Yep, never played with arcnet but remember Lantastic well, and it was fantanstic for setting up full peer-to-peer networking on windows 3.1. 😀

The only thing that I can think of is there is something blocking or a missing rule/route for the ping. A lot of enterprise stuff is typically locked down hard so even simple things like ping won't work unless there are specific functions/features/routes/rules enabled/disabled.

Hopefully this will help guide you in the right direction as I don't have specifics even though the Adtran headquarters was down the street from me years ago near one of the best street racing spots in town, lol.

 

[bill001g]

So I will assume all your trunks actually work, I remember some cisco switches did not add all vlans by default you had to add them all manually.

So I assume you are trying to ping the switch management IP of 100.100.32.55.

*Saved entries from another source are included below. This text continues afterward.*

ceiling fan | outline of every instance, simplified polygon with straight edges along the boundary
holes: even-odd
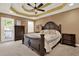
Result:
[[[33,10],[37,10],[37,11],[42,11],[44,12],[45,10],[43,9],[40,9],[41,6],[43,6],[43,3],[40,3],[38,6],[37,6],[37,3],[34,3],[35,6],[31,5],[30,3],[27,3],[28,6],[32,7]],[[37,12],[35,11],[35,14],[37,14]]]

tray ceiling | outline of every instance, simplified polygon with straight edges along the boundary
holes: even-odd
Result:
[[[34,6],[34,3],[30,4]],[[37,6],[39,4],[40,3],[37,3]],[[0,3],[0,12],[17,15],[32,20],[65,12],[75,8],[79,8],[79,4],[71,4],[69,6],[67,3],[43,3],[43,6],[41,6],[40,9],[45,10],[45,12],[36,10],[37,14],[35,14],[34,9],[28,6],[27,3]]]

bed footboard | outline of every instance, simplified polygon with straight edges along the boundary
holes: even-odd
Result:
[[[40,36],[40,38],[25,36],[25,39],[22,40],[22,44],[30,47],[32,50],[35,50],[39,55],[44,56],[46,53],[44,48],[44,34],[41,34]]]

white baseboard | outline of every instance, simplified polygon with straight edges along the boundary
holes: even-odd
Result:
[[[79,44],[76,44],[76,46],[78,46],[78,47],[79,47]]]

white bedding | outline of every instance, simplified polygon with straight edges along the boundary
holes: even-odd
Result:
[[[40,38],[40,34],[42,33],[30,33],[30,34],[25,34],[25,36],[29,36],[32,38]],[[43,31],[43,34],[45,34],[45,49],[46,52],[50,52],[51,48],[58,43],[58,41],[61,39],[61,34],[59,31],[56,30],[45,30]]]

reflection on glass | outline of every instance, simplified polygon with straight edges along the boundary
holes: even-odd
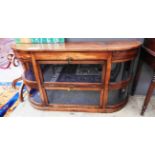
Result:
[[[31,63],[26,63],[25,64],[25,72],[24,72],[24,76],[27,80],[29,81],[35,81],[35,76],[34,76],[34,71],[33,71],[33,67]]]
[[[99,105],[99,91],[46,90],[49,103],[73,105]]]
[[[100,83],[101,65],[41,65],[45,82]]]
[[[133,61],[113,63],[110,82],[127,80],[132,74],[133,64]]]
[[[108,96],[108,105],[116,105],[128,96],[128,88],[111,90]]]

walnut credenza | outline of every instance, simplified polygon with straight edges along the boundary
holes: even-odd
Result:
[[[128,101],[141,42],[16,44],[32,106],[41,110],[114,112]]]

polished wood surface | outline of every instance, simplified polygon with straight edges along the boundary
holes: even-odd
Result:
[[[132,77],[127,80],[110,83],[113,63],[133,61],[139,52],[139,41],[114,42],[84,42],[64,44],[17,44],[12,48],[18,60],[22,63],[24,73],[30,68],[34,70],[35,81],[27,79],[23,73],[24,84],[31,90],[39,90],[41,103],[34,101],[29,95],[30,102],[35,108],[42,110],[85,111],[85,112],[114,112],[127,103],[128,96],[115,105],[108,105],[109,91],[127,88]],[[41,64],[100,64],[102,65],[101,83],[81,82],[45,82]],[[52,105],[48,101],[47,90],[82,90],[100,91],[100,102],[92,105]],[[121,92],[120,92],[121,93]]]
[[[13,50],[28,52],[42,51],[121,51],[138,48],[141,45],[140,41],[112,41],[112,42],[77,42],[64,44],[16,44],[13,45]]]

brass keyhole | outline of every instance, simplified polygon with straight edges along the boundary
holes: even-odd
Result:
[[[68,64],[71,64],[71,63],[72,63],[72,60],[73,60],[73,58],[69,57],[69,58],[67,59]]]
[[[70,87],[68,87],[68,91],[71,91],[71,90],[73,90],[73,88],[74,88],[74,86],[73,85],[71,85]]]

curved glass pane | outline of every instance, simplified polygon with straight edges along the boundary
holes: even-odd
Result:
[[[67,90],[46,90],[49,104],[72,104],[72,105],[94,105],[99,106],[100,91],[67,91]],[[41,104],[40,93],[37,89],[30,92],[31,100]]]
[[[27,80],[29,81],[35,81],[35,76],[34,76],[34,71],[33,71],[33,67],[32,67],[32,63],[25,63],[25,72],[24,72],[24,76]]]
[[[32,89],[30,92],[30,98],[38,104],[41,104],[40,93],[37,89]]]
[[[100,103],[100,91],[46,90],[46,92],[50,104],[98,106]]]
[[[41,68],[44,82],[100,83],[102,79],[101,65],[41,65]]]
[[[134,61],[113,63],[110,82],[127,80],[132,75]]]
[[[128,88],[111,90],[108,96],[108,105],[117,105],[121,101],[125,100],[128,96]]]

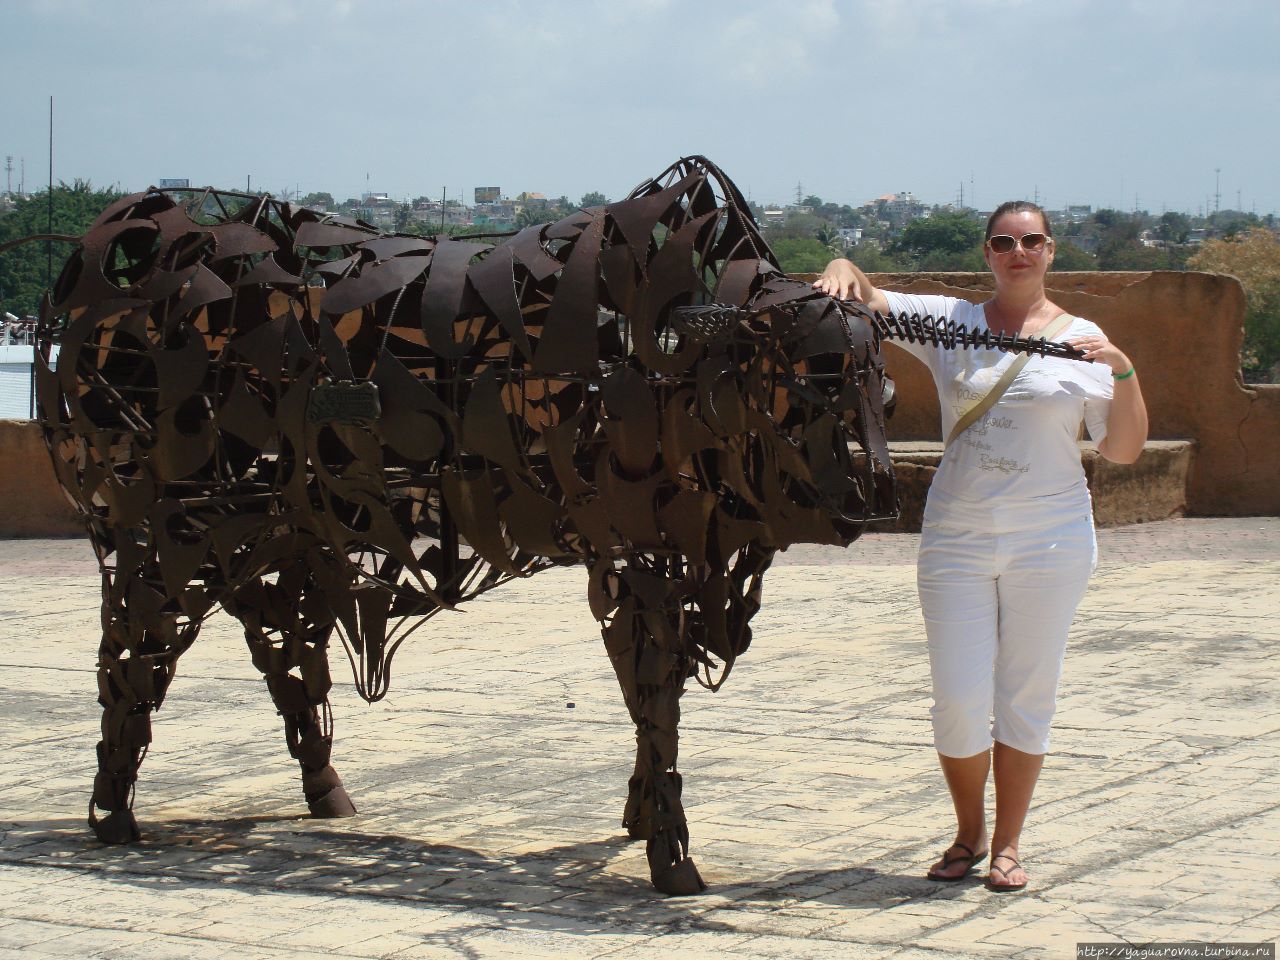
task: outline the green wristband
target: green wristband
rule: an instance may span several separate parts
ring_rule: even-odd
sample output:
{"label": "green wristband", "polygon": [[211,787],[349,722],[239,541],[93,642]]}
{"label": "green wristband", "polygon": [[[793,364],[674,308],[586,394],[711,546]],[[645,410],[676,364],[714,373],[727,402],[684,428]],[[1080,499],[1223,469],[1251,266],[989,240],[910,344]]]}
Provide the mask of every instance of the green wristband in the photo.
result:
{"label": "green wristband", "polygon": [[1129,377],[1133,376],[1136,370],[1137,370],[1136,367],[1130,367],[1124,373],[1113,373],[1111,376],[1116,380],[1127,380]]}

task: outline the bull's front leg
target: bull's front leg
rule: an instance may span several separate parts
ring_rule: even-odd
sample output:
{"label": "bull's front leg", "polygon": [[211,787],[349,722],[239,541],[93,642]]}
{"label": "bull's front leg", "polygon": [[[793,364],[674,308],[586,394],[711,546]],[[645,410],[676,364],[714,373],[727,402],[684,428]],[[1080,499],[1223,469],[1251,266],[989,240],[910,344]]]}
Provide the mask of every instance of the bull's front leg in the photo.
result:
{"label": "bull's front leg", "polygon": [[[320,645],[323,654],[324,645]],[[325,671],[327,678],[328,671]],[[333,753],[333,722],[328,697],[319,698],[299,677],[267,675],[271,700],[284,718],[289,755],[302,768],[302,793],[313,817],[354,816],[356,806],[347,795],[338,771],[329,762]]]}
{"label": "bull's front leg", "polygon": [[598,586],[609,580],[605,589],[620,601],[605,617],[604,642],[636,724],[636,766],[623,826],[646,841],[653,885],[663,893],[683,895],[706,889],[689,857],[689,827],[676,770],[680,697],[694,660],[682,629],[679,585],[662,574],[661,564],[630,565],[592,579]]}
{"label": "bull's front leg", "polygon": [[89,802],[89,825],[99,840],[111,844],[133,843],[141,835],[133,796],[151,744],[151,714],[164,702],[178,657],[200,628],[198,612],[189,617],[157,588],[163,580],[154,554],[136,557],[143,548],[128,536],[117,546],[117,567],[104,569],[102,576],[102,739]]}
{"label": "bull's front leg", "polygon": [[251,581],[224,606],[244,625],[254,666],[284,720],[289,756],[302,768],[307,809],[314,817],[353,816],[355,804],[330,762],[328,648],[334,628],[323,591],[298,563],[277,583]]}

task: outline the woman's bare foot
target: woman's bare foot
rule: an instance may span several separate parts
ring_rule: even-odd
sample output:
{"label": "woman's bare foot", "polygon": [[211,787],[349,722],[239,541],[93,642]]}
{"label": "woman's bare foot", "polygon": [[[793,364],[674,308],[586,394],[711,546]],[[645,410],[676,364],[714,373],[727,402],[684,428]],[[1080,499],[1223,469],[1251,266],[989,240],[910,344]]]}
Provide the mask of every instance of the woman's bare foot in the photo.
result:
{"label": "woman's bare foot", "polygon": [[942,859],[929,868],[925,876],[930,880],[954,882],[963,880],[987,856],[986,838],[978,838],[971,843],[956,840],[943,851]]}
{"label": "woman's bare foot", "polygon": [[1027,871],[1018,862],[1018,848],[1005,847],[991,858],[987,871],[987,889],[995,893],[1021,890],[1027,885]]}

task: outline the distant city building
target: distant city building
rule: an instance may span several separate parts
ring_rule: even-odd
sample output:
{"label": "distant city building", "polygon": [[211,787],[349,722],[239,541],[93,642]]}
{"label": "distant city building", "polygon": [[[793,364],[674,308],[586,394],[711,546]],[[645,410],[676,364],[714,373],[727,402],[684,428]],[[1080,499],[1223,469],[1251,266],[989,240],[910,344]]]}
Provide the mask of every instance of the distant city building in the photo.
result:
{"label": "distant city building", "polygon": [[161,180],[160,189],[161,190],[190,190],[191,181],[185,178],[181,180]]}
{"label": "distant city building", "polygon": [[501,197],[501,187],[476,187],[476,206],[482,203],[497,203]]}
{"label": "distant city building", "polygon": [[868,200],[859,210],[876,220],[888,224],[890,230],[901,230],[912,220],[928,216],[928,208],[910,191],[886,193]]}
{"label": "distant city building", "polygon": [[[35,416],[35,317],[0,314],[0,418]],[[52,366],[57,369],[57,347]]]}
{"label": "distant city building", "polygon": [[360,194],[360,201],[354,206],[352,206],[352,201],[350,200],[342,206],[344,207],[344,213],[354,214],[365,223],[371,224],[379,230],[394,230],[396,228],[396,215],[399,213],[402,204],[392,200],[387,193],[369,190]]}
{"label": "distant city building", "polygon": [[511,230],[518,215],[514,201],[498,197],[490,203],[477,203],[471,211],[471,223],[485,230]]}

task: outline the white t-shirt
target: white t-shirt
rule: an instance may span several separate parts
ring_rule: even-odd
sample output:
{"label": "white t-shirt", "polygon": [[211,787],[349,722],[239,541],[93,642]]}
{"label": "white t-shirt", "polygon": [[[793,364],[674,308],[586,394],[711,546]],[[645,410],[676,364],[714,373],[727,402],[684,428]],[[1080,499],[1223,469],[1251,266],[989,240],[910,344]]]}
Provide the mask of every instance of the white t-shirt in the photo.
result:
{"label": "white t-shirt", "polygon": [[[928,314],[986,330],[981,304],[955,297],[884,291],[895,313]],[[1055,340],[1099,334],[1076,317]],[[948,350],[893,341],[933,373],[942,435],[995,385],[1019,354]],[[1090,511],[1076,437],[1083,419],[1097,441],[1107,435],[1114,383],[1105,363],[1032,356],[995,405],[947,448],[929,488],[926,519],[984,529],[1039,526]]]}

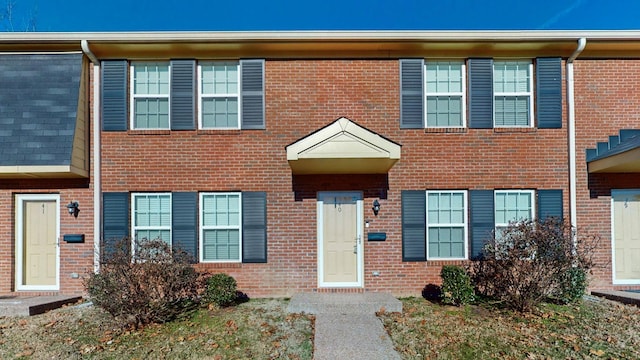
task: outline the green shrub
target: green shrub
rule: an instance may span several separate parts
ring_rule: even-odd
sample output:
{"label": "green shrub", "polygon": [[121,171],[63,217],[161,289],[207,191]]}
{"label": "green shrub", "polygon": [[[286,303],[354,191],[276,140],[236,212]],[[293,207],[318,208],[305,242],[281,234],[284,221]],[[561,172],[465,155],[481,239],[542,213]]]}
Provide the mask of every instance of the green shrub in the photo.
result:
{"label": "green shrub", "polygon": [[[94,305],[135,328],[171,321],[197,307],[198,273],[162,240],[128,238],[103,251],[100,271],[84,281]],[[105,249],[106,250],[106,249]]]}
{"label": "green shrub", "polygon": [[475,300],[475,292],[467,272],[460,266],[445,265],[440,271],[442,277],[442,302],[451,305],[469,304]]}
{"label": "green shrub", "polygon": [[553,298],[563,304],[582,299],[587,291],[587,272],[579,267],[572,267],[560,276],[558,289]]}
{"label": "green shrub", "polygon": [[217,306],[232,305],[237,298],[236,279],[227,274],[214,274],[207,279],[203,301]]}

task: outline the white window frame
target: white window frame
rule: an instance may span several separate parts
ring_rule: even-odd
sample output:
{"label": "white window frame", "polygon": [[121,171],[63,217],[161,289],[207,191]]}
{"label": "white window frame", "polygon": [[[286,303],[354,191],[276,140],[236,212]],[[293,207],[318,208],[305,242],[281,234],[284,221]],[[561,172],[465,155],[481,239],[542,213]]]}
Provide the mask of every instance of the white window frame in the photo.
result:
{"label": "white window frame", "polygon": [[[534,94],[534,89],[533,89],[533,60],[532,59],[497,59],[494,60],[493,62],[493,79],[495,79],[495,74],[496,74],[496,63],[527,63],[528,66],[528,71],[529,71],[529,91],[527,92],[497,92],[495,90],[494,87],[494,91],[493,91],[493,97],[492,97],[492,101],[493,101],[493,127],[496,128],[532,128],[533,124],[534,124],[534,111],[533,111],[533,94]],[[492,80],[495,81],[495,80]],[[494,84],[491,84],[492,86],[494,86]],[[529,97],[529,123],[527,125],[498,125],[496,124],[496,97],[498,96],[504,96],[504,97],[524,97],[527,96]]]}
{"label": "white window frame", "polygon": [[[462,71],[462,76],[460,81],[462,82],[462,87],[461,87],[461,91],[460,92],[429,92],[427,89],[427,64],[429,63],[460,63],[462,65],[461,67],[461,71]],[[464,60],[456,60],[456,59],[431,59],[431,60],[425,60],[424,61],[424,65],[423,65],[423,71],[424,71],[424,126],[425,128],[429,128],[429,129],[447,129],[447,128],[464,128],[467,126],[467,99],[466,99],[466,93],[467,93],[467,80],[466,80],[466,70],[467,66]],[[428,123],[428,113],[429,113],[429,108],[428,108],[428,101],[427,99],[430,97],[437,97],[437,96],[460,96],[460,112],[461,112],[461,117],[462,117],[462,124],[461,125],[456,125],[456,126],[430,126]]]}
{"label": "white window frame", "polygon": [[[202,66],[203,65],[210,65],[210,64],[216,64],[216,63],[235,63],[236,66],[238,67],[238,79],[237,79],[237,84],[238,84],[238,92],[237,93],[225,93],[225,94],[205,94],[203,92],[202,89]],[[241,97],[240,97],[240,89],[242,84],[240,83],[241,81],[241,76],[240,76],[240,61],[238,60],[207,60],[207,61],[202,61],[198,63],[198,128],[202,129],[202,130],[237,130],[240,129],[240,123],[242,122],[242,104],[241,104]],[[205,127],[203,124],[203,118],[202,118],[202,110],[204,108],[203,106],[203,100],[205,99],[215,99],[215,98],[229,98],[229,97],[236,97],[238,99],[238,125],[235,127]]]}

Your PC is going to send that request to its default gateway which is some router. That router needs to have a path to 100.100.32.55. In general you have a trunk port to a router that has the gateway for each vlan. Unless you restrict it in some way the router will allow traffic to flow between the different subnets/vlans.

You can not directly ping the switch because it does not have a layer 3 interface (ie a ip address) on vlan 302. Most simple switches only have 1 ip and that is on their management interface.

What makes this very messy is some cisco switches have different levels of router/layer3 support. Some you can actually put ip on all the vlans but the switch itself can not route between them. Others are full routers.

 

[SamirD]

I've seen intervlan routing off by default as well as on by default, so ymmv.